On Tuesday, November 8, 2022, Austria announced $50 million for climate “loss and damage” at COP27 just hours after Scotland’s first Minister pledged an additional £5 million to support developing countries with direct finance to cope with the unavoidable, devastating impacts of the climate crisis. This means that in Europe there are now five countries Austria, Scotland, Belgium, Denmark and Germany that have committed to fund the loss and damage finance mechanism.
Later in the day, New Zealand announced $20 million for loss and damage at the COP, with James Shaw, Minister of Climate Change and Associate Minister for the Environment calling on developed countries to “step up and provide support to minimise and address their loss and damage from climate change”.
Belgium, Denmark, Germany and Scotland have committed small amounts of loss and damage funding, breaking ranks with other rich nations that have resisted such payments for fear of spiraling liabilities for their outsized contribution to causing climate change.
Germany, however, plans to make funding available based on its Global Shield Against Climate Risks insurance scheme. While there may be a space for insurance for some climate costs, loss and damage needs sustainable funding from reliable sources. Among other issues, the high premiums can create large gaps in coverage, with studies finding that overall poorer countries benefit less.
The most widely supported threshold for adequate loss and damage finance stands at around $1.3 trillion per year – a threshold announced last year at COP26 in Glasgow. There is clearly a huge gap between the promised funds and what is required to ensure that the most vulnerable communities around the world get the support that they deserve to manage the climate crisis.
Agnes Hall, Global Campaigns Director at 350.org, said: “We welcome the pledges from Austria and Scotland to fund the most vulnerable nations’ responses to unavoidable climate impacts – as Europeans we have a historic responsibility to provide support and solidarity. The deep inequalities between nations, and the vast difference between the carbon emissions of countries in Europe and North America and countries in Africa, Asia and South America, have their foundations in a long history of unfair treatment. However, to right those wrongs, European nations need to do much more in Sharm El-Sheikh and beyond.
“Confidence has already been undermined in the governments of the wealthiest countries – they have already failed to fulfill a promise of $100 billion climate finance per year to help poorer nations adapt to a rapidly changing climate, so there is a lot of ground to make up to restore trust. It is time to acknowledge the mistakes of the past and to act with common decency/humanity.
“To start this, more European nations need to step up with concrete financial commitments for Loss and Damage, and the EU bloc needs to ensure that the faulty mechanisms and processes for delivering finance under this umbrella are fixed over the next two weeks, and establish a Loss and Damage Response Fund.”
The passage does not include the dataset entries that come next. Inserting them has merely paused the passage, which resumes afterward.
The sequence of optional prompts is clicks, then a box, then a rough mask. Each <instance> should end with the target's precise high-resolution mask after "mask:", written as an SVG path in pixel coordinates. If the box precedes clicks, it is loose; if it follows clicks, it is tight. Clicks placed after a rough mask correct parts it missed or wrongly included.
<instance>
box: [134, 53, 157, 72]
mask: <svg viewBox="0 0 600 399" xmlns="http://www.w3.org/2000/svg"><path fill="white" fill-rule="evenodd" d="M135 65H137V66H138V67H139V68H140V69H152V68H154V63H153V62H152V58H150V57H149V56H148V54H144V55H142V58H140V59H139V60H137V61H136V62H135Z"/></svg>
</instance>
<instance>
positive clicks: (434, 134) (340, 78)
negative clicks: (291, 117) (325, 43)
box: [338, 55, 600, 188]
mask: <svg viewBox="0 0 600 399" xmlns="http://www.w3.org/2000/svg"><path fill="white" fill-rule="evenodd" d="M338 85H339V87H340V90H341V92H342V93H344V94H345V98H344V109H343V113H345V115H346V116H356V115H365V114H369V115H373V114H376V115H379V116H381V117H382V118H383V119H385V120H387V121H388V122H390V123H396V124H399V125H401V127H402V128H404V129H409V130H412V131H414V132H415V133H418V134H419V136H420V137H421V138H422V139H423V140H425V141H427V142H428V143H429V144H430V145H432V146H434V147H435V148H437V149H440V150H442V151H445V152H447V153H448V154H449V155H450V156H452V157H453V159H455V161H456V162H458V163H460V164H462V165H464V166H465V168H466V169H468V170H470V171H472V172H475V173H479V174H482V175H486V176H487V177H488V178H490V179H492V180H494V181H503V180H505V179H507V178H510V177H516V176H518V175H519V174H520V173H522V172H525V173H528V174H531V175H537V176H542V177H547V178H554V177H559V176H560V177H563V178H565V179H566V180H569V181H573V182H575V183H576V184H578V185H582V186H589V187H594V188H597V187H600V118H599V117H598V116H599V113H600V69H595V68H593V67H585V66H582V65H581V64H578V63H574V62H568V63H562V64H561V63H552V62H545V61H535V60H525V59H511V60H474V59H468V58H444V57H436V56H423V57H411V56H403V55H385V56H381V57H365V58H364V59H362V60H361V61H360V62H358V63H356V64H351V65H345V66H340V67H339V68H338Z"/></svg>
Joseph Sikulu, Pacific Regional Director at 350.org, said: “The Pacific welcomes any resources pledged to repair what impacted communities have lost because of climate change. The commitment from Scotland, Austria and other nations comes just as Pacific civil societies launched the Kioa Climate Emergency Declaration, which calls for new and additional loss and damage finance from wealthy countries.
“The lives and livelihoods of Pacific peoples continue to suffer irreparable damage caused by a climate crisis that we have contributed the least to. Pacific representatives are fatigued in climate negotiations as we see empty promises and unfulfilled pledges. Global North countries have a responsibility to ensure that loss and damage funding is not only sufficient, but also accessible to those who need it most.”